Therapeutic targeting of FcgRIIb on B cells in SLE
B cells play a central role in SLE pathogenesis, and therapeutic targeting of B cells has emerged as an attractive approach. Experience accrued to date strongly suggests that the clinical efficacy of a B cell-targeted approach requires the global disarming of autoreactive B cells, whereas clinical safety requires survival of the protective non-autoreactive B cells. Accordingly, a preferred B cell-targeted approach in SLE should be one which inhibits, rather than depletes, B cells.
Inhibition, rather than depletion, is naturally employed by the immune system. Immune complexes (IC) down-regulate ongoing immune responses by co-engaging cognate BCR with FcgRIIb. By extension, a candidate therapeutic that co-engages FcgRIIb and the BCR complex on all B cells should potently inhibit B cells (including pathogenic autoreactive B cells) and, in the context of SLE, dramatically ameliorate disease.
XmAb5871 is a mAb which bears a humanized Fv against human CD19 (part of the BCR complex) and whose Fc domain is genetically engineered to display ~430-fold greater affinity for human FcgRIIb relative to that of native human IgG1. XmAb5781, but not anti-CD19 mAb bearing native Fc, strongly inhibits BCR-induced calcium mobilization of primary human B cells from both normal and SLE donors without physically depleting the B cells from the cultures. In addition, initial experiments indicate that XmAb5781 not only inhibits ex vivo activation of B cells but also inhibits in vivo antibody responses generated in immunodeficient SCID mice engrafted with SLE peripheral blood mononuclear cells (SLE-huSCID mice). Thus, a single agent that effects high-affinity co-engagement of the BCR complex and FcgRIIb can potently inhibit the activation/function of SLE B cells.
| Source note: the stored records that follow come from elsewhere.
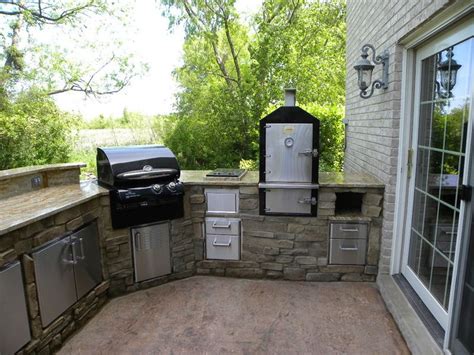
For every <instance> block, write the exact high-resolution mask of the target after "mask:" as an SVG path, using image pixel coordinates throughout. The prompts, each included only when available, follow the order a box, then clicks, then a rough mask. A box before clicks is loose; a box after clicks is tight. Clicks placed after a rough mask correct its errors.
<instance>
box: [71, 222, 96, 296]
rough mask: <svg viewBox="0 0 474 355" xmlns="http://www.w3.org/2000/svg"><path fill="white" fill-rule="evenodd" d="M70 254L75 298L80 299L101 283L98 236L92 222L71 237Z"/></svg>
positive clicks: (95, 223) (72, 234) (73, 234)
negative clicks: (75, 282) (74, 281)
mask: <svg viewBox="0 0 474 355" xmlns="http://www.w3.org/2000/svg"><path fill="white" fill-rule="evenodd" d="M71 243H72V253H73V257H74V260H75V265H74V276H75V277H76V291H77V298H78V299H79V298H81V297H82V296H84V295H85V294H86V293H87V292H88V291H90V290H91V289H92V288H93V287H94V286H95V285H97V284H98V283H99V282H101V281H102V266H101V264H100V248H99V235H98V233H97V223H96V222H93V223H91V224H89V225H88V226H86V227H84V228H82V229H80V230H79V231H77V232H76V233H74V234H72V235H71Z"/></svg>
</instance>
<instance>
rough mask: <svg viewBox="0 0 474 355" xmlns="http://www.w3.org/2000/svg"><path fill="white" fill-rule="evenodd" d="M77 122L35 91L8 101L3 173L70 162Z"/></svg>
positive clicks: (0, 141)
mask: <svg viewBox="0 0 474 355" xmlns="http://www.w3.org/2000/svg"><path fill="white" fill-rule="evenodd" d="M75 119H76V118H75V117H73V116H71V115H70V114H67V113H64V112H61V111H60V110H59V109H58V107H57V106H56V104H55V103H54V101H53V100H51V99H50V98H48V97H47V96H45V95H44V94H42V93H41V92H38V91H34V90H30V91H28V92H25V93H23V94H21V95H19V97H18V98H17V99H16V100H15V101H14V102H8V103H7V102H5V104H4V105H3V106H2V108H1V109H0V170H2V169H11V168H16V167H21V166H27V165H38V164H48V163H59V162H65V161H67V160H68V158H69V155H70V153H71V140H72V139H73V137H72V134H71V129H72V127H73V126H74V122H75Z"/></svg>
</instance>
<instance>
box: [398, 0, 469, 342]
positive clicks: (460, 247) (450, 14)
mask: <svg viewBox="0 0 474 355" xmlns="http://www.w3.org/2000/svg"><path fill="white" fill-rule="evenodd" d="M473 12H474V4H473V3H472V2H471V1H464V0H461V1H459V2H456V3H454V4H453V5H451V6H449V7H448V8H446V9H445V10H443V11H442V12H440V13H439V14H437V15H435V16H434V17H433V18H432V19H431V20H430V21H427V22H426V23H424V24H422V25H421V26H419V27H418V28H417V29H416V30H414V31H412V32H410V33H408V34H407V35H405V36H404V37H402V38H401V39H400V40H399V42H398V43H397V44H398V45H399V46H400V47H401V50H402V73H401V110H400V127H399V147H400V148H399V150H398V161H397V180H396V189H395V214H394V224H393V236H394V238H393V239H392V252H391V258H390V274H391V275H394V274H399V273H400V272H401V266H402V257H403V250H404V246H405V245H404V244H405V243H404V242H405V235H406V225H407V223H406V222H407V213H406V210H407V207H408V192H409V183H410V178H409V174H408V173H409V151H408V147H411V146H412V140H413V137H414V135H413V132H412V127H413V124H414V122H413V113H414V100H413V97H414V93H415V92H414V87H415V85H414V84H415V64H416V61H415V50H416V48H417V47H419V46H421V45H424V44H425V43H427V42H429V41H430V40H431V39H433V37H435V36H437V35H439V34H440V33H441V32H443V31H445V30H446V29H449V28H450V27H453V28H454V27H456V24H457V23H458V22H459V21H460V20H462V19H463V18H465V17H467V16H472V13H473ZM448 31H450V30H448ZM472 106H473V102H472V101H471V110H472V109H473V108H472ZM471 112H472V111H471ZM471 129H473V128H472V127H471ZM473 134H474V132H473V133H472V134H471V137H472V135H473ZM472 143H473V142H468V144H472ZM469 153H470V152H469V151H467V152H466V161H468V160H467V159H471V160H472V159H474V157H472V158H471V157H469V156H468V155H470V154H469ZM465 179H466V177H465ZM465 210H466V208H465ZM463 217H464V216H460V221H459V226H461V225H462V224H461V223H464V218H463ZM461 219H462V220H461ZM464 239H466V238H464ZM462 244H463V243H462V242H459V243H457V245H456V255H458V259H459V260H462V255H459V254H460V253H459V251H460V248H461V246H462ZM458 265H459V261H456V262H455V265H454V269H453V282H454V287H452V288H451V294H450V302H449V305H448V321H447V325H448V326H447V329H446V336H445V339H444V344H443V348H444V349H445V350H447V349H448V346H449V345H450V339H451V333H452V325H453V324H454V321H455V319H454V317H453V313H454V312H453V311H452V310H453V304H454V301H455V300H457V299H458V297H460V296H459V291H458V288H459V287H458V286H459V284H458V280H459V278H460V276H461V272H462V270H458V267H457V266H458ZM447 351H448V350H447Z"/></svg>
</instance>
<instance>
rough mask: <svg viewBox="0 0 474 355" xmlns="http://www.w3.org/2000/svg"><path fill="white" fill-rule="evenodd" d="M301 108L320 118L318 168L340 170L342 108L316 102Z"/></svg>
mask: <svg viewBox="0 0 474 355" xmlns="http://www.w3.org/2000/svg"><path fill="white" fill-rule="evenodd" d="M302 108H304V109H305V110H306V111H308V112H309V113H311V114H312V115H313V116H315V117H317V118H318V119H319V120H320V128H319V129H320V152H319V165H320V169H321V170H322V171H341V170H342V167H343V160H344V124H343V123H342V119H343V117H344V108H343V107H340V106H329V105H324V106H322V105H318V104H309V105H307V106H303V107H302Z"/></svg>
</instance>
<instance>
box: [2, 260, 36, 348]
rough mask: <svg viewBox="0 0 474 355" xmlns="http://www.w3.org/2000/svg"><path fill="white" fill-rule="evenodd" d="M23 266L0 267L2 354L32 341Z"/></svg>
mask: <svg viewBox="0 0 474 355" xmlns="http://www.w3.org/2000/svg"><path fill="white" fill-rule="evenodd" d="M30 339H31V336H30V327H29V325H28V314H27V310H26V302H25V290H24V288H23V277H22V276H21V266H20V263H19V262H18V261H17V262H15V263H13V264H12V265H11V266H8V267H6V268H3V269H0V354H1V355H10V354H14V353H15V352H17V351H18V350H20V348H21V347H22V346H23V345H25V344H26V343H27V342H28V341H30Z"/></svg>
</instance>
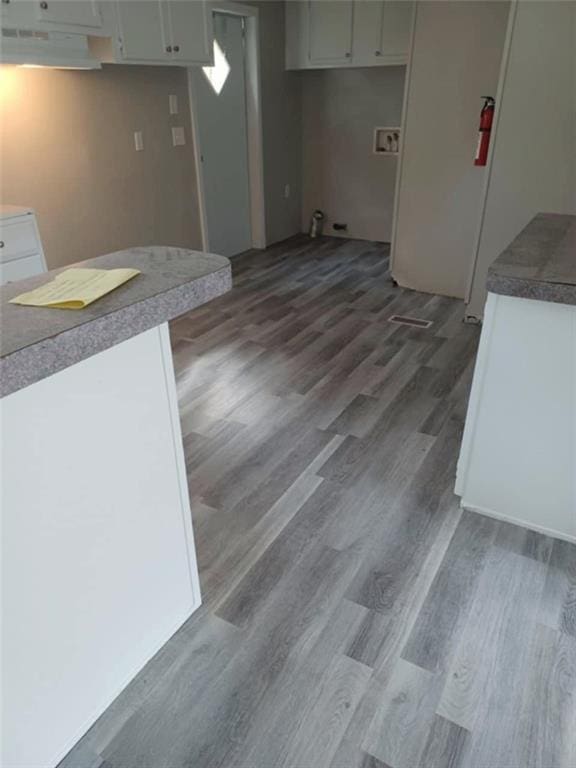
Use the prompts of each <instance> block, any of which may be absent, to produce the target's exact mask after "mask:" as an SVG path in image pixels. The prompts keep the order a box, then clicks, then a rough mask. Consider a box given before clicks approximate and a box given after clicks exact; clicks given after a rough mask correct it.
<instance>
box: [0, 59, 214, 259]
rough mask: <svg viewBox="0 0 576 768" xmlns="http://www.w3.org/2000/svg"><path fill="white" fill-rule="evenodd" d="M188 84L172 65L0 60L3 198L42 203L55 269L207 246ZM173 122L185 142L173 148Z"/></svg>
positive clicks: (40, 213) (41, 231)
mask: <svg viewBox="0 0 576 768" xmlns="http://www.w3.org/2000/svg"><path fill="white" fill-rule="evenodd" d="M186 83H187V80H186V70H185V69H179V68H175V67H174V68H172V67H167V68H162V67H149V66H147V67H131V66H106V67H104V69H103V70H102V71H91V72H81V71H69V72H67V71H63V70H49V69H46V70H31V69H22V68H16V67H2V68H1V70H0V108H1V127H0V185H1V189H0V199H1V202H2V203H14V204H21V205H28V206H31V207H32V208H34V209H35V210H36V212H37V216H38V223H39V227H40V234H41V236H42V240H43V243H44V248H45V251H46V257H47V261H48V267H49V268H54V267H57V266H61V265H64V264H69V263H71V262H74V261H77V260H79V259H84V258H89V257H93V256H97V255H99V254H102V253H107V252H109V251H113V250H117V249H120V248H126V247H129V246H132V245H145V244H150V243H162V244H164V243H166V244H170V245H181V246H188V247H191V248H201V237H200V225H199V216H198V204H197V194H196V175H195V167H194V154H193V146H192V137H191V130H190V117H189V115H190V111H189V107H188V97H187V85H186ZM169 94H176V95H177V96H178V100H179V105H180V114H179V115H177V116H170V115H169V114H168V96H169ZM172 125H183V126H184V127H185V131H186V137H187V144H186V146H184V147H172V142H171V131H170V127H171V126H172ZM135 130H142V131H143V134H144V147H145V149H144V151H143V152H136V151H135V150H134V143H133V132H134V131H135Z"/></svg>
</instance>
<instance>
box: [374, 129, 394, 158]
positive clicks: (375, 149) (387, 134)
mask: <svg viewBox="0 0 576 768" xmlns="http://www.w3.org/2000/svg"><path fill="white" fill-rule="evenodd" d="M399 149H400V128H374V147H373V151H374V154H375V155H397V154H398V152H399Z"/></svg>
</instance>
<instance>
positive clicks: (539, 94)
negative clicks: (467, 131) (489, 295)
mask: <svg viewBox="0 0 576 768" xmlns="http://www.w3.org/2000/svg"><path fill="white" fill-rule="evenodd" d="M500 101H501V107H500V109H499V111H498V123H497V129H496V132H495V134H494V147H493V156H492V165H491V170H490V178H489V181H488V187H487V196H486V202H485V208H484V211H483V220H482V230H481V234H480V237H479V240H478V253H477V260H476V265H475V269H474V273H473V278H472V285H471V290H470V296H469V303H468V307H467V310H466V312H467V314H468V315H472V316H476V317H481V316H482V313H483V309H484V303H485V300H486V287H485V286H486V275H487V272H488V268H489V266H490V264H491V263H492V262H493V261H494V259H495V258H497V256H498V255H499V254H500V253H501V252H502V251H503V250H504V249H505V248H506V247H507V246H508V245H509V243H510V242H511V241H512V240H513V239H514V238H515V237H516V235H517V234H518V233H519V232H520V230H522V229H523V228H524V226H525V225H526V224H527V223H528V222H529V221H530V219H532V217H533V216H534V215H535V214H536V213H538V212H553V213H576V161H575V158H576V3H575V2H565V1H562V2H553V1H551V0H547V2H520V3H518V4H517V6H515V17H514V19H513V27H512V36H511V44H510V49H509V56H508V60H507V62H505V70H504V80H503V85H502V94H501V99H500Z"/></svg>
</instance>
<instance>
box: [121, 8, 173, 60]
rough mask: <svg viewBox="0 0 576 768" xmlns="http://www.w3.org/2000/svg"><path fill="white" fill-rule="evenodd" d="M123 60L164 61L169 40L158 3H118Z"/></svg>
mask: <svg viewBox="0 0 576 768" xmlns="http://www.w3.org/2000/svg"><path fill="white" fill-rule="evenodd" d="M117 8H118V22H119V26H120V38H121V40H122V55H123V58H124V59H126V60H128V61H130V60H132V61H139V60H141V61H166V59H168V58H170V56H171V54H170V52H168V51H167V48H168V47H169V37H168V30H167V29H166V26H167V21H168V19H167V17H166V15H165V14H164V12H163V4H162V3H160V2H159V1H158V0H120V2H119V3H118V4H117Z"/></svg>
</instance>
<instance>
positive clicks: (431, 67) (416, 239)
mask: <svg viewBox="0 0 576 768" xmlns="http://www.w3.org/2000/svg"><path fill="white" fill-rule="evenodd" d="M508 12H509V3H507V2H490V0H488V1H487V2H474V1H471V2H461V0H451V1H450V2H435V1H431V2H420V3H418V4H417V11H416V28H415V40H414V48H413V55H412V68H411V74H410V83H409V90H408V99H407V108H406V125H405V131H404V154H403V159H402V171H401V180H400V185H399V195H398V213H397V221H396V227H397V228H396V237H395V243H394V244H393V252H392V274H393V275H394V277H395V278H396V280H397V281H398V283H399V284H400V285H402V286H406V287H408V288H414V289H416V290H419V291H427V292H429V293H439V294H444V295H447V296H455V297H458V298H463V297H464V294H465V291H466V286H467V281H468V274H469V270H470V265H471V263H472V257H473V253H474V247H475V240H476V236H477V231H478V222H479V215H480V206H481V201H482V194H483V189H484V183H485V179H486V168H479V167H475V166H474V156H475V153H476V146H477V136H478V121H479V115H480V109H481V107H482V98H481V97H482V96H485V95H488V96H490V95H492V96H493V95H495V94H496V89H497V86H498V79H499V72H500V61H501V59H502V51H503V48H504V39H505V35H506V28H507V22H508Z"/></svg>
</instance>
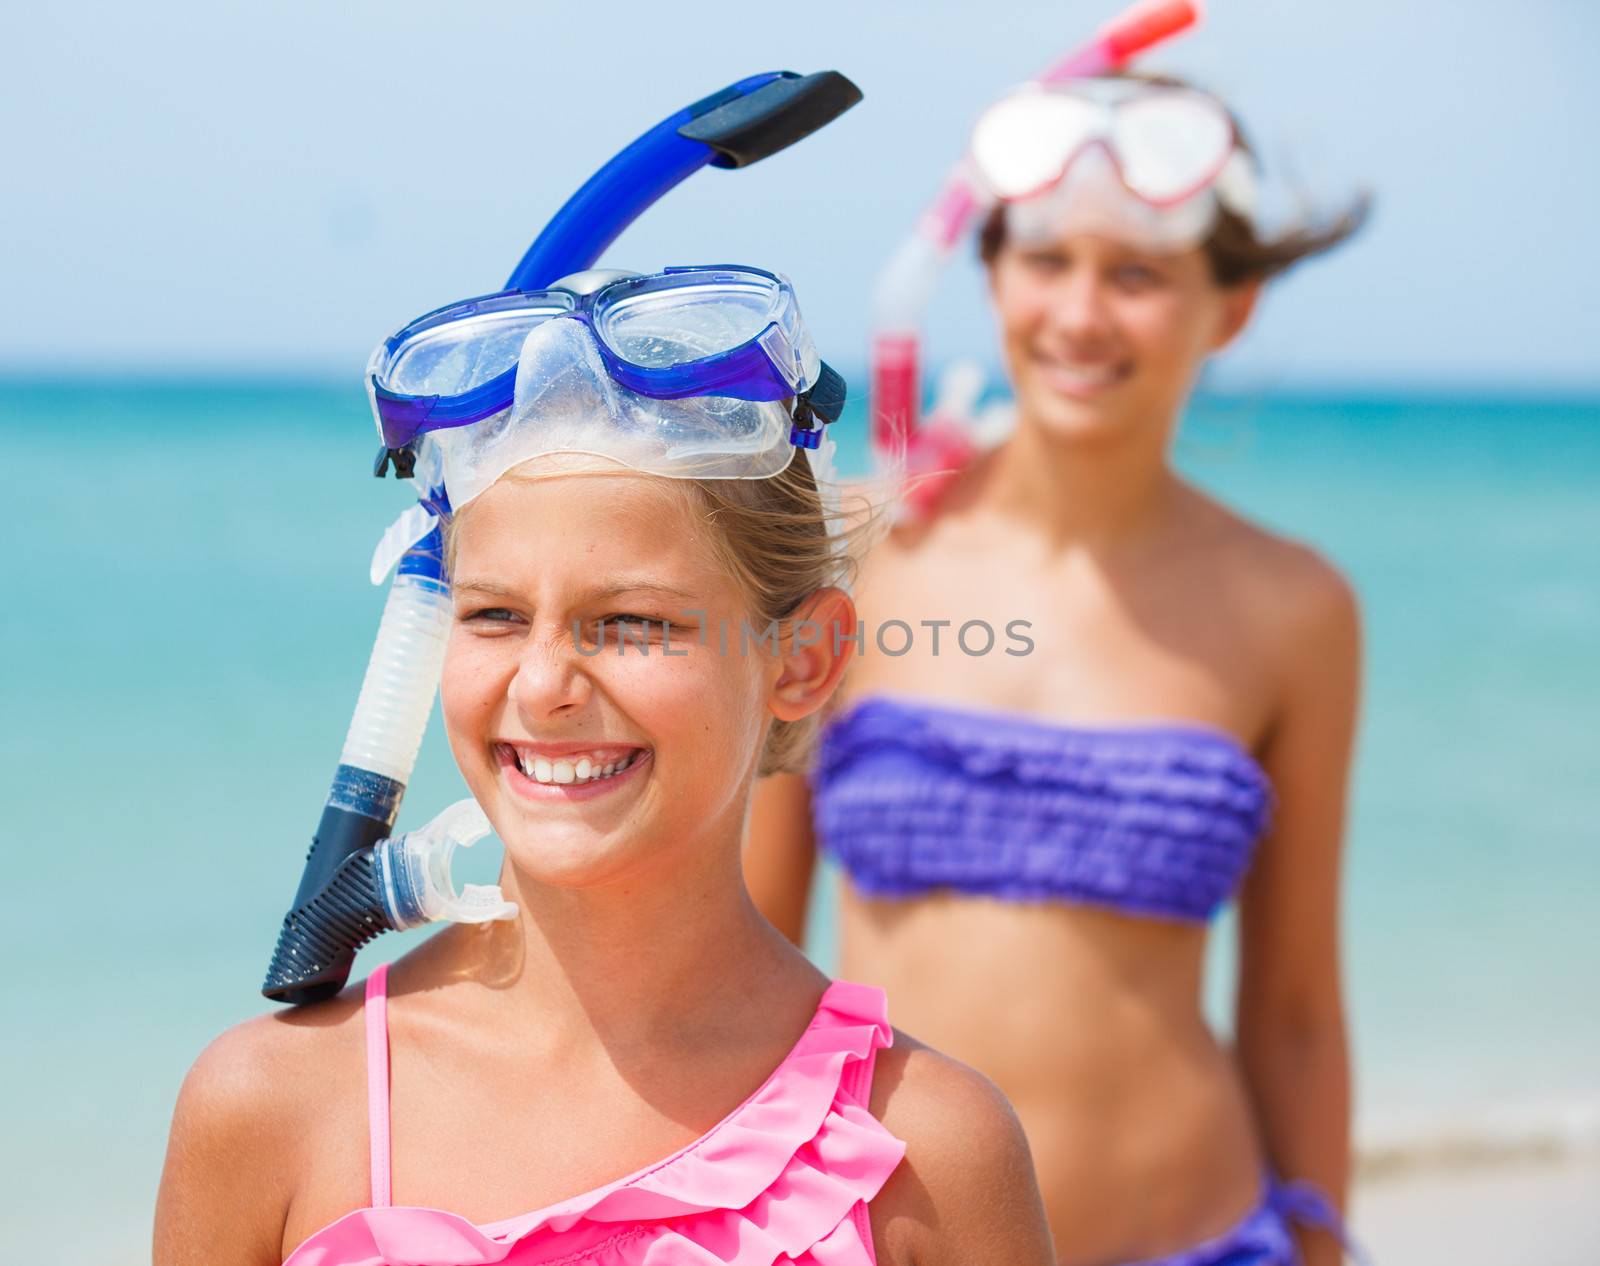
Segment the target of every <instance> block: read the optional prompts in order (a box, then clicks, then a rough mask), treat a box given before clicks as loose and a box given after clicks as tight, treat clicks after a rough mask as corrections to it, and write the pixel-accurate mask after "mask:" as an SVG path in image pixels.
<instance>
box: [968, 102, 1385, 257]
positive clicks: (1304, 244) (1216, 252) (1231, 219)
mask: <svg viewBox="0 0 1600 1266" xmlns="http://www.w3.org/2000/svg"><path fill="white" fill-rule="evenodd" d="M1118 78H1138V80H1141V82H1144V83H1155V85H1160V86H1165V88H1192V86H1194V85H1190V83H1187V82H1186V80H1182V78H1178V77H1176V75H1142V74H1130V72H1123V74H1120V75H1118ZM1227 117H1229V120H1230V122H1232V123H1234V139H1235V144H1237V146H1238V149H1242V150H1243V152H1245V154H1246V155H1248V157H1250V158H1251V160H1254V157H1256V150H1254V149H1253V147H1251V144H1250V141H1248V139H1246V138H1245V131H1243V128H1242V126H1240V123H1238V117H1237V115H1235V114H1234V112H1232V110H1229V114H1227ZM1370 211H1371V197H1370V195H1368V194H1365V192H1362V194H1357V195H1355V197H1354V198H1352V200H1350V203H1349V205H1347V206H1346V208H1344V210H1342V211H1339V213H1336V214H1333V216H1326V218H1318V219H1314V221H1306V222H1301V224H1298V226H1294V227H1293V229H1288V230H1286V232H1283V234H1278V235H1277V237H1272V238H1264V237H1259V235H1258V234H1256V227H1254V226H1253V224H1251V222H1250V221H1248V219H1245V218H1243V216H1240V214H1237V213H1235V211H1230V210H1229V208H1227V206H1219V208H1218V218H1216V227H1213V229H1211V235H1210V237H1206V240H1205V242H1203V243H1200V248H1202V250H1203V251H1205V256H1206V262H1208V264H1210V266H1211V278H1213V280H1214V282H1216V283H1218V285H1219V286H1237V285H1245V283H1248V282H1264V280H1267V278H1270V277H1277V275H1278V274H1280V272H1285V270H1288V269H1290V267H1293V266H1294V264H1298V262H1299V261H1301V259H1309V258H1310V256H1314V254H1322V253H1323V251H1326V250H1333V248H1334V246H1338V245H1339V243H1341V242H1346V240H1347V238H1350V237H1354V235H1355V232H1357V230H1358V229H1360V227H1362V226H1363V224H1365V222H1366V216H1368V213H1370ZM1005 242H1006V227H1005V203H1002V205H998V206H995V208H994V210H992V211H990V213H989V218H987V219H986V221H984V224H982V227H981V229H979V234H978V258H979V259H982V262H984V264H994V261H995V258H997V256H998V254H1000V250H1002V248H1003V246H1005Z"/></svg>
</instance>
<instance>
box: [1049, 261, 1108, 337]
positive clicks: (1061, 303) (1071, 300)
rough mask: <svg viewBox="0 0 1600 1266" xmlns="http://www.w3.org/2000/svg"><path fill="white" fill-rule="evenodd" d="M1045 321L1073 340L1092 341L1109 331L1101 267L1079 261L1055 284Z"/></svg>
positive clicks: (1107, 292) (1053, 327) (1107, 306)
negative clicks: (1088, 264) (1052, 293)
mask: <svg viewBox="0 0 1600 1266" xmlns="http://www.w3.org/2000/svg"><path fill="white" fill-rule="evenodd" d="M1046 325H1048V328H1050V330H1051V331H1054V333H1059V335H1062V336H1066V338H1069V339H1072V341H1074V343H1094V341H1098V339H1104V338H1107V336H1109V335H1110V333H1112V317H1110V293H1109V286H1107V285H1106V280H1104V277H1101V270H1099V269H1096V267H1090V266H1088V264H1080V266H1077V267H1072V269H1067V272H1066V275H1064V277H1062V278H1061V280H1059V283H1058V285H1056V293H1054V294H1053V296H1051V304H1050V309H1048V315H1046Z"/></svg>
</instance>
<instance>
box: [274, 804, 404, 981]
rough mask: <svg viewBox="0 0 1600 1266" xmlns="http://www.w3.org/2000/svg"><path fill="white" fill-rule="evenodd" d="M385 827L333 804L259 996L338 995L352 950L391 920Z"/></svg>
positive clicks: (286, 914) (359, 815) (314, 849)
mask: <svg viewBox="0 0 1600 1266" xmlns="http://www.w3.org/2000/svg"><path fill="white" fill-rule="evenodd" d="M387 834H389V827H387V824H384V823H381V821H378V819H374V818H368V816H365V815H362V813H350V811H347V810H341V808H336V807H333V805H330V807H328V808H325V810H323V815H322V823H320V824H318V827H317V835H315V837H314V839H312V847H310V856H307V859H306V874H304V877H302V880H301V890H299V893H296V899H294V907H293V909H291V911H290V912H288V914H286V915H283V927H282V928H280V930H278V943H277V947H275V949H274V951H272V962H270V965H269V967H267V978H266V981H262V984H261V994H262V996H264V997H267V999H272V1000H274V1002H286V1004H290V1005H293V1007H299V1005H304V1004H307V1002H322V1000H323V999H328V997H333V996H334V994H338V992H339V991H341V989H342V988H344V984H346V981H347V980H349V978H350V968H352V967H354V965H355V951H358V949H360V947H362V946H363V944H366V943H368V941H371V939H373V938H374V936H378V935H381V933H384V931H389V930H390V927H392V923H390V919H389V912H387V909H386V906H384V888H382V875H381V871H379V863H378V848H376V847H374V845H376V843H378V842H379V840H381V839H382V837H384V835H387Z"/></svg>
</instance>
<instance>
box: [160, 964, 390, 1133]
mask: <svg viewBox="0 0 1600 1266" xmlns="http://www.w3.org/2000/svg"><path fill="white" fill-rule="evenodd" d="M360 1020H362V997H360V991H358V989H354V988H352V989H346V991H344V992H342V994H339V996H338V997H334V999H330V1000H328V1002H323V1004H317V1005H315V1007H307V1008H302V1010H294V1012H272V1013H267V1015H259V1016H256V1018H254V1020H246V1021H245V1023H242V1024H235V1026H234V1028H232V1029H229V1031H227V1032H224V1034H222V1036H221V1037H218V1039H216V1040H213V1042H211V1045H208V1047H206V1048H205V1050H203V1052H202V1053H200V1058H198V1060H195V1063H194V1066H192V1068H190V1069H189V1076H187V1077H184V1085H182V1090H181V1092H179V1096H178V1116H179V1117H182V1119H184V1120H186V1124H195V1125H211V1127H218V1128H222V1130H232V1128H242V1127H243V1128H250V1130H251V1132H253V1133H256V1135H261V1136H266V1135H270V1133H274V1127H277V1128H278V1132H282V1133H298V1130H296V1127H298V1122H296V1120H294V1119H296V1116H298V1112H299V1111H301V1109H304V1111H309V1112H322V1111H323V1109H325V1096H323V1093H320V1092H322V1090H325V1088H326V1079H328V1076H330V1069H334V1068H336V1066H338V1064H339V1063H341V1060H342V1061H358V1060H360V1058H362V1044H363V1032H362V1028H360ZM314 1074H315V1076H314Z"/></svg>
We propose to extend our initial observations to a model in which clinical disease reliably develops. To that end, we have spent the past three years generating SLE-prone NZM 2328 mice that have the human FcgRIIb gene knocked in (NZM.hRIIb mice), and we propose to test the murine surrogate of XmAb5781 (XENP8206, which bears the same fully human FcgRIIb-enhanced Fc domain as does XmAb5871 but recognizes murine CD19 rather than human CD19) in this bona fide model of SLE which is unique to our laboratory. We will assess the effects of in vivo high-affinity BCR/FcgRIIb co-engagement on B cell activation in NZM.hRIIb mice as well as the effects of such high-affinity BCR/FcgRIIb co-engagement on the clinical, immunological, and pathological features of SLE in these mice.
We anticipate that our studies will lay the foundation for rapid translation of our approach into human SLE clinical trials.